The first problem is that the "National Democratic Party" has been taken over my corporatist Republicans who have been run out of the GOP by Neo0Cons and theocrats. You are absolutely correct in your belief that the DNC cares very little for anyone earning less than $100,000/yr. In fact the DNC has been practicing a very subtle for of vote suppression - they have simply nominated the least likable, least inspiring candidate that they could talk into running.

So now we have HRC trying to win-over "disaffected" R's, especially female R's. The rest of the majority of potential voters can just go fish.

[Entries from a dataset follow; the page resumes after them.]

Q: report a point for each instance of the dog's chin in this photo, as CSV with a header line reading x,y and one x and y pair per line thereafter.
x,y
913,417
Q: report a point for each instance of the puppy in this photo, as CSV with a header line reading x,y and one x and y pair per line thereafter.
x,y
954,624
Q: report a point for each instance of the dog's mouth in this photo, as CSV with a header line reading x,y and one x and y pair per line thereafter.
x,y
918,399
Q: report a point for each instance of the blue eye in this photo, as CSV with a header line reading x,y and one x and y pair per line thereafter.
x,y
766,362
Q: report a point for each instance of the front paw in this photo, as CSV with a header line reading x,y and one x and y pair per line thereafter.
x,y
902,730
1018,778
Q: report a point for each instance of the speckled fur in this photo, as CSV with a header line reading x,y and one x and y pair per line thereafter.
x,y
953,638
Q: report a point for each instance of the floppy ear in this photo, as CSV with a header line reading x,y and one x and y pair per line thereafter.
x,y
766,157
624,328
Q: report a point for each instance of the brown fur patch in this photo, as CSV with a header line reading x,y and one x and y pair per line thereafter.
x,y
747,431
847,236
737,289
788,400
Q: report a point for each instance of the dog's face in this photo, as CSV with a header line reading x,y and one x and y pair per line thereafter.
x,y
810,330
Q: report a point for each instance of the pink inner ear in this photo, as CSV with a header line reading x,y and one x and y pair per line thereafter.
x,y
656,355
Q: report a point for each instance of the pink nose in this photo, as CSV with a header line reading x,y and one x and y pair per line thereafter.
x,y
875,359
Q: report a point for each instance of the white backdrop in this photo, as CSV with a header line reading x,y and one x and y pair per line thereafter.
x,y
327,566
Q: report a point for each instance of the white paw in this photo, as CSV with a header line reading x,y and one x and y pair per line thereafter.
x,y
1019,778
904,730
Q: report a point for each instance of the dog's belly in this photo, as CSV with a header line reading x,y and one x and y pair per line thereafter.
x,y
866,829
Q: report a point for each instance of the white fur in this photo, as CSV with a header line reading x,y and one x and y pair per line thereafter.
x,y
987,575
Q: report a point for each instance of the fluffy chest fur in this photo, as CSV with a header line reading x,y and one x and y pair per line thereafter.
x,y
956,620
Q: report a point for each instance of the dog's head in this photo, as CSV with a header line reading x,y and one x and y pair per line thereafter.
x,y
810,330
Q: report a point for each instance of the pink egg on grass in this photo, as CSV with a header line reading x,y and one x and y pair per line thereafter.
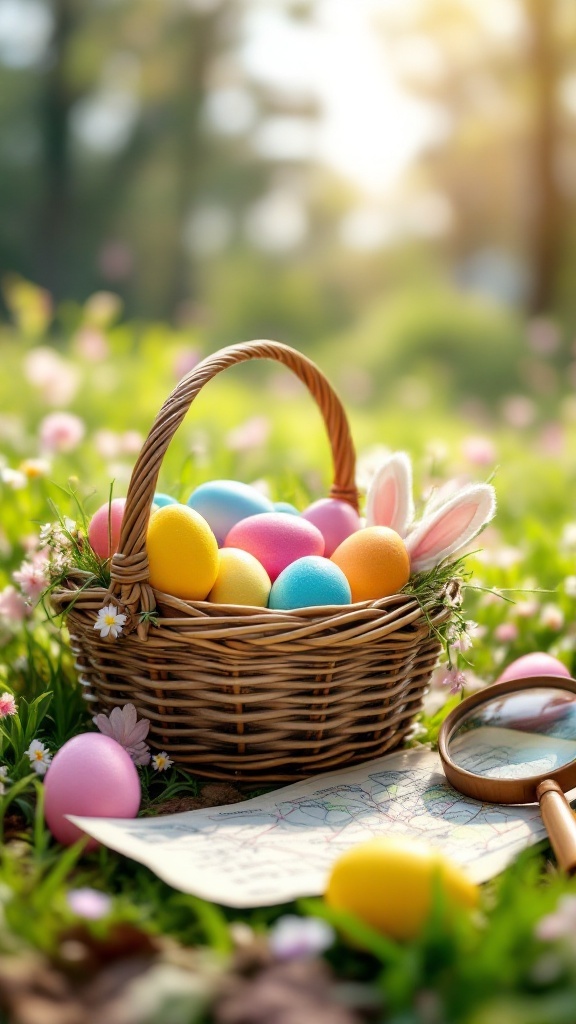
x,y
335,520
276,539
104,530
92,776
536,664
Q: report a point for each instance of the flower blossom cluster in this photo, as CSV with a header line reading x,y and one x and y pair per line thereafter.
x,y
124,726
39,757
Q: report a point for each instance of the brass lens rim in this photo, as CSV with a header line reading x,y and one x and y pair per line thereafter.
x,y
498,791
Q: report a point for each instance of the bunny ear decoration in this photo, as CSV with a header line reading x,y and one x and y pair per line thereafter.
x,y
451,526
388,502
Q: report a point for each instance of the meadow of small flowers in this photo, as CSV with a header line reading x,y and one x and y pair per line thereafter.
x,y
79,390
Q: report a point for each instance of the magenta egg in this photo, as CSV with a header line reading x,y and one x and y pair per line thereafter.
x,y
104,530
536,664
92,776
335,520
276,539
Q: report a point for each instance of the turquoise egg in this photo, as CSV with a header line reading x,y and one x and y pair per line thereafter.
x,y
161,500
223,503
286,507
310,582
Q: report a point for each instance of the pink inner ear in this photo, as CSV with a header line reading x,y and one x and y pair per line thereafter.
x,y
385,504
451,525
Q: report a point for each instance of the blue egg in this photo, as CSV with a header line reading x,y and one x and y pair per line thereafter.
x,y
161,500
286,507
310,582
223,503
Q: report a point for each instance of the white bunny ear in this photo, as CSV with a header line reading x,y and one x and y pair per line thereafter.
x,y
388,502
451,526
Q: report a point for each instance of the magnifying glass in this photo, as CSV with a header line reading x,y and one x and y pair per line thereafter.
x,y
515,742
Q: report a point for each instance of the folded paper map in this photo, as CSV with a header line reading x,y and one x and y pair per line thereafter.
x,y
275,848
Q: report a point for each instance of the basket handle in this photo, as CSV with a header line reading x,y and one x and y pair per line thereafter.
x,y
129,568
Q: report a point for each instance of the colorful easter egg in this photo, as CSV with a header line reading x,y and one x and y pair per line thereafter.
x,y
223,503
105,527
241,580
335,520
535,664
389,884
276,539
286,507
182,553
90,775
160,500
374,561
310,582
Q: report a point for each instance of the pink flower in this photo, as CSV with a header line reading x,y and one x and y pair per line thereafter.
x,y
60,431
54,378
12,605
7,705
561,924
292,937
506,633
454,679
31,580
551,617
89,903
91,344
123,725
519,411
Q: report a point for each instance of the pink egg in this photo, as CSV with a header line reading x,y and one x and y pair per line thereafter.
x,y
335,520
276,539
536,664
104,531
91,775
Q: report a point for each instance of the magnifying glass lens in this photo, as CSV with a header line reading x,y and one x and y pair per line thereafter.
x,y
515,742
517,735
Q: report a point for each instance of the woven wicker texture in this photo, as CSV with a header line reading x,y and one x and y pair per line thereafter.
x,y
252,694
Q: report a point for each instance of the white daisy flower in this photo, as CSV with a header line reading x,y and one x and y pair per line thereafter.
x,y
110,621
40,757
161,762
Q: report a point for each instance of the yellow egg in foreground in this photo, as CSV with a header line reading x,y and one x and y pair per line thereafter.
x,y
241,580
389,885
182,553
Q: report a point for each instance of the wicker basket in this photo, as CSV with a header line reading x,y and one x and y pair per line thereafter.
x,y
245,693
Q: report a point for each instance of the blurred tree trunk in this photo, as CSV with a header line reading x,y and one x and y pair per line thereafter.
x,y
199,46
54,203
548,213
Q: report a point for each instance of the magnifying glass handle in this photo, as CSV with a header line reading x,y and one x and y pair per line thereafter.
x,y
561,823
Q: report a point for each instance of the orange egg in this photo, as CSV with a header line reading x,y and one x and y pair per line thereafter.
x,y
375,562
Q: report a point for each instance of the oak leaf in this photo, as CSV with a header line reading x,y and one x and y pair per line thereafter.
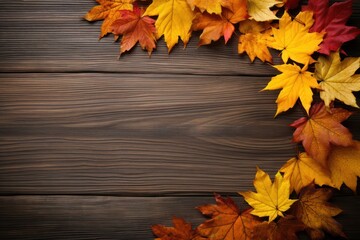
x,y
344,165
181,231
108,11
285,228
227,222
259,10
316,213
332,20
295,83
271,199
321,129
253,40
215,26
135,28
337,79
213,6
303,170
174,20
294,40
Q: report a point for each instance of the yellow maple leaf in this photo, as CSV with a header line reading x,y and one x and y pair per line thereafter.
x,y
303,170
259,10
337,79
271,199
295,83
108,10
344,165
213,6
254,39
174,20
294,40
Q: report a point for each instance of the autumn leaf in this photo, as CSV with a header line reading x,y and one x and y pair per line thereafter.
x,y
135,28
337,79
174,20
332,20
285,228
259,10
295,83
227,222
344,165
215,26
181,231
213,6
303,170
294,40
315,212
321,129
108,10
271,199
253,40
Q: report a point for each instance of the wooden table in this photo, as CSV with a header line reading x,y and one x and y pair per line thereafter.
x,y
92,147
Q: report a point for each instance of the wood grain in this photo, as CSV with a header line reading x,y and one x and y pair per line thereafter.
x,y
50,36
105,217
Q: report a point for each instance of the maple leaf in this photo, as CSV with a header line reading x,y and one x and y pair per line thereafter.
x,y
295,83
315,212
285,228
135,28
213,6
271,199
215,26
303,170
174,20
108,10
294,40
260,11
332,20
337,78
227,222
254,39
321,129
181,231
344,165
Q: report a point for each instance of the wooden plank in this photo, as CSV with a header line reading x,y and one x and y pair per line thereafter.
x,y
50,36
105,217
139,134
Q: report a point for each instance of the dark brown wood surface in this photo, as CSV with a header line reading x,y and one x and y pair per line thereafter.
x,y
92,147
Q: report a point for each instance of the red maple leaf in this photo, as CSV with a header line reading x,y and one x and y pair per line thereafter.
x,y
332,20
135,28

The only plan out of this mess is to start from the local election up, putting progressives into offices.


#24

bardamu, while I think there is certainly heavy pressure for neoliberalism to "win" the banking "wars", l think Hillary demonstrates the same irresponsible carelessness that Kissinger, Cheney, Bush2, and Madeleine Albright display toward War. Which seems to me to be inhumane. I admit I don't "get" such, indifference unless it is a psychological syndrome or sadism...


#25

Yes, one of the neocon's "prime" targets.


#26

The resemblance with how the Democratic party relates to working people and how the republican party relates to christianists is striking. Both parties assume that the group will support them and that they don't have to support the group being considered. Both parties will eventually realize their mistake. The repubs may be beginning to realize it now. The Democrats aren't yet at that point where they realize what is happening to them.